La revocatoria fallimentare è una formula che rende inefficaci le azioni effettuate da un soggetto fallito, così da recuperare il denaro per i creditori. Ed è proprio per la tutela dei creditori che la revocatoria fallimentare viene messa in campo. L’annullamento degli atti avviene per un periodo di sei mesi, ma anche uno o due anni precedenti al fallimento e comporta la cessione dei beni nel patrimonio del fallimento, in modo da soddisfare le richieste dei creditori.
Insomma una formula di protezione che ricade direttamente sulle azioni del soggetto fallito, per un determinato periodo considerato ”sospetto”. Le condizioni per applicare la revocatoria fallimentare sono, però, ben precise e decise da un giudice alla luce di elementi ben precisi.
Prevista dal Regio Decreto n. 267 del 1942 e dagli articoli 64 a 70, la Legge annulla la validità delle azioni che il fallito ha realizzato precedentemente al fallimento ed attraverso le quali ha disposto dei propri beni.
Con l’articolo 64 si parla degli ”Atti a titolo gratuito”, ovvero tutte quelle azioni attraverso le quali si è effettuato donazioni o concessioni a titolo gratuito verso altri soggetto. In pratica la legge sulla revocatoria fallimentare annulla questi procedimenti nei due anni anteriori alla dichiarazione di fallimento cancellando gli effetti nei confronti dei creditori.
Non vengono coinvolti, di solito, nella procedura di revocatoria fallimentare, tutte le elargizioni di entità modesta e le donazioni considerate di utilità pubblica. Si tratta di provvedimenti minori e che, di solito, non hanno conseguenze sulla situazione del debitore.
Con l’articolo numero 65 della revocatoria fallimentare, inoltre, vengono revocati tutti gli atti effettuati nei due anni precedenti al fallimento con l’annullamento dei debiti in scadenza dalla dichiarazione del fallimento.
Gli effetti della revocatoria fallimentare
Come detto in precedenza, il primo e principale effetto della revocatoria fallimentare è l’annullamento degli atti effettuati dal fallito in un determinato periodo precedente al fallimento stesso.
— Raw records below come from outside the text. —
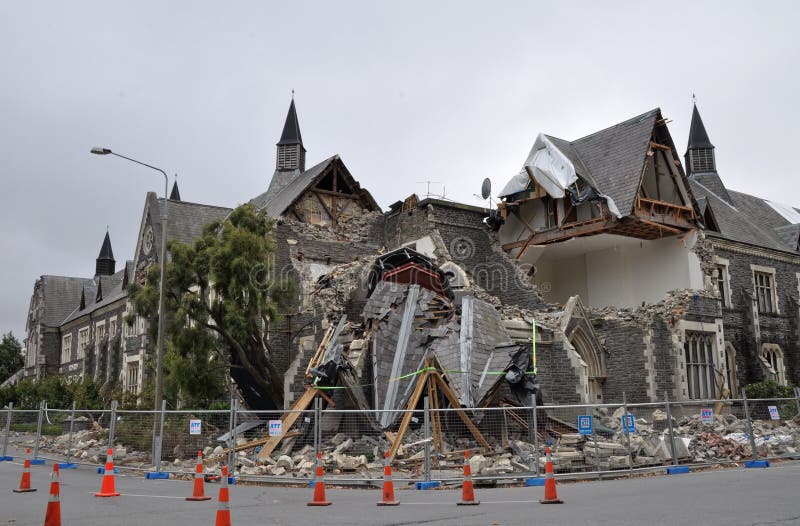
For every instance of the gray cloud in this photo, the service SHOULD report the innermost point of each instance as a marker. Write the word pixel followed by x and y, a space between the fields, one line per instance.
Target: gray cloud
pixel 447 91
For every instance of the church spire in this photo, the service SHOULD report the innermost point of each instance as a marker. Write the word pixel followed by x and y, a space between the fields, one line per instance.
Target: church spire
pixel 105 263
pixel 291 153
pixel 699 151
pixel 175 195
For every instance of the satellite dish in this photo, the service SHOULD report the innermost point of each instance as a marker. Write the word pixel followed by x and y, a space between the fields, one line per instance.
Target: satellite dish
pixel 486 188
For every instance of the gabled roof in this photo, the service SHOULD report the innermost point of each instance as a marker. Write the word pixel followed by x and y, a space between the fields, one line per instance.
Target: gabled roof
pixel 112 288
pixel 277 204
pixel 746 219
pixel 61 294
pixel 615 157
pixel 698 138
pixel 291 128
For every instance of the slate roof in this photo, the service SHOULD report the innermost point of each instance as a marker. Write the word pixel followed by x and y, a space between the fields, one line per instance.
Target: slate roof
pixel 611 160
pixel 112 287
pixel 746 219
pixel 61 295
pixel 186 220
pixel 105 250
pixel 276 204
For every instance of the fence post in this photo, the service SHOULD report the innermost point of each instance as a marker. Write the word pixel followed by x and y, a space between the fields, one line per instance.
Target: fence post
pixel 232 434
pixel 69 436
pixel 9 414
pixel 38 431
pixel 427 468
pixel 797 399
pixel 671 428
pixel 317 426
pixel 596 439
pixel 627 434
pixel 535 432
pixel 112 425
pixel 749 426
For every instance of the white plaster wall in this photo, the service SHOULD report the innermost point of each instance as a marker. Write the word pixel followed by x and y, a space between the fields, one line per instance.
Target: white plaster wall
pixel 624 273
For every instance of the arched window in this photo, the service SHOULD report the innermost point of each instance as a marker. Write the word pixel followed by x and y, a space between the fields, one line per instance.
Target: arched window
pixel 771 357
pixel 700 371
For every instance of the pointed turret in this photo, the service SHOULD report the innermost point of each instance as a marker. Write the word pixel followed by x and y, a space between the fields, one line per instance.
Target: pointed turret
pixel 291 153
pixel 175 195
pixel 699 152
pixel 105 263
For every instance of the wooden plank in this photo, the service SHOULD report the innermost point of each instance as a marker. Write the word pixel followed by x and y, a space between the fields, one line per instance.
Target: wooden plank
pixel 456 405
pixel 287 421
pixel 412 403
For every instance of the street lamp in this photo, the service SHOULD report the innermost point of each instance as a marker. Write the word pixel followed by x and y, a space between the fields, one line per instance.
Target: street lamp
pixel 162 299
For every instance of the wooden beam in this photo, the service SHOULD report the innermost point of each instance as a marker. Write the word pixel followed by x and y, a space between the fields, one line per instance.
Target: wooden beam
pixel 412 403
pixel 448 393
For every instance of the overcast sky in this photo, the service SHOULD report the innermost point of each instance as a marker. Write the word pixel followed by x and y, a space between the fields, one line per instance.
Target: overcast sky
pixel 450 92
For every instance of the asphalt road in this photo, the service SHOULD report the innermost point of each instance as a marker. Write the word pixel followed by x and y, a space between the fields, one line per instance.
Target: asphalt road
pixel 723 497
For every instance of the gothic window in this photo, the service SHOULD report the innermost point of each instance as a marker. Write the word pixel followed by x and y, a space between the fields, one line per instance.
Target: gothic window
pixel 66 348
pixel 699 353
pixel 702 160
pixel 83 340
pixel 730 366
pixel 771 356
pixel 721 285
pixel 765 291
pixel 132 380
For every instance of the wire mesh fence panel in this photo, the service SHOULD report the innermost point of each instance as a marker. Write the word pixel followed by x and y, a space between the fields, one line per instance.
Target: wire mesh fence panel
pixel 133 439
pixel 775 430
pixel 22 432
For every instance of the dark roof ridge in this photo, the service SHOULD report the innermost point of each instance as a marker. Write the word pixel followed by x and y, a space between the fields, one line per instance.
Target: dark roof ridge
pixel 626 121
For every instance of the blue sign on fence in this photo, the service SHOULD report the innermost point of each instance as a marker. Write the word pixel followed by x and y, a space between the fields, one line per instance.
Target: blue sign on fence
pixel 585 424
pixel 628 423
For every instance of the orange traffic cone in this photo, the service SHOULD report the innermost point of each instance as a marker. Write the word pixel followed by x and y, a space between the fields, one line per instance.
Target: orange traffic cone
pixel 107 487
pixel 319 485
pixel 224 508
pixel 467 491
pixel 388 485
pixel 53 515
pixel 550 494
pixel 198 493
pixel 25 482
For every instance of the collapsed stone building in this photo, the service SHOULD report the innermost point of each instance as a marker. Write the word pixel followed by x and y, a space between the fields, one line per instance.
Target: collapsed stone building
pixel 625 273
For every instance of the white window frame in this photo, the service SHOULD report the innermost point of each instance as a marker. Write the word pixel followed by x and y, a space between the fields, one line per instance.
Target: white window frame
pixel 724 265
pixel 774 289
pixel 66 348
pixel 771 356
pixel 83 341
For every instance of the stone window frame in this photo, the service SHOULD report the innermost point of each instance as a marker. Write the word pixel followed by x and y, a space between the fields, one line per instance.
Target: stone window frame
pixel 66 348
pixel 771 272
pixel 83 342
pixel 718 353
pixel 724 264
pixel 97 326
pixel 730 374
pixel 132 376
pixel 771 356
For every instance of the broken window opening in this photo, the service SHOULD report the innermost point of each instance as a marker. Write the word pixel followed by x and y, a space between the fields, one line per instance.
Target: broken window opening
pixel 764 292
pixel 699 354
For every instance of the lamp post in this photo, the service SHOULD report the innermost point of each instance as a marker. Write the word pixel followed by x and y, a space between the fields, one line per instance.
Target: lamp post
pixel 162 296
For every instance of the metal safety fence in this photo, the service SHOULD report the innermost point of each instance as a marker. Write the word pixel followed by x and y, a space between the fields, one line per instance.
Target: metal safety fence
pixel 426 445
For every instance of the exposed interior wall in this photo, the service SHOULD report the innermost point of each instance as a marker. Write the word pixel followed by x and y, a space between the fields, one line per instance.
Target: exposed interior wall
pixel 608 270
E’ importante distinguere, però, la revocatoria fallimentare dalle altre formule previste dal Codice Civile come la revocatoria ordinaria.
Ma qual è l’obbiettivo della revocatoria fallimentare? Si tratta di una formula indirizzata ad impedire che il fallito disperda tutto il suo patrimonio prima del fallimento danneggiando i creditori o alcuni di essi.
Per i fallimenti, infatti, vige la regola della par condicio creditorum: una formula che prevede che tutti i creditori di un determinato soggetto vengano ”trattati” allo stesso modo, senza alcun tipo di distinzione.
Revocatoria fallimentare: il periodo sospetto
Una delle caratteristiche basilari della revocatoria fallimentare è che essa viene applicata solo in determinate occasioni ed entro precisi termini stabiliti dalla Legge. Secondo l’articolo 67 l.f. definisce con chiarezza i limiti entro i quali la procedura può essere effettuata.
La revocatoria fallimentare può essere effettuata sugli atti a titolo oneroso effettuati nei dodici mesi precedenti alla dichiarazione di fallimento e nel caso in cui le prestazioni effettuate e le obbligazioni del fallito superino di un quarto la somma che è stata promessa o data. In pratica il fattore fondamentale è che ci sia un mancato equilibrio tra la somma che il fallito deve corrispondere e ciò che deve ricevere in cambio.
La procedura si applica, inoltre, sugli atti estintivi di debiti scaduti ed esigibili, non realizzati con denaro o altri sistemi di pagamento ”classico” e se compiuti nei dodici mesi precedenti alla dichiarazione del fallimento.
Un’altra fattispecie prevista è la presenza di pegni o ipoteche volontarie e giudiziarie applicate nel periodo precedente alla dichiarazione di fallimento per i debiti presistenti e non ancora scaduti.
In ogni caso l’atto è revocato nel caso in cui il terzo soggetto coinvolto, ovvero il fallito, ha corrisposto una somma o un bene, e non sia in grado di provare di sapere della condizione di insolvenza del fallito.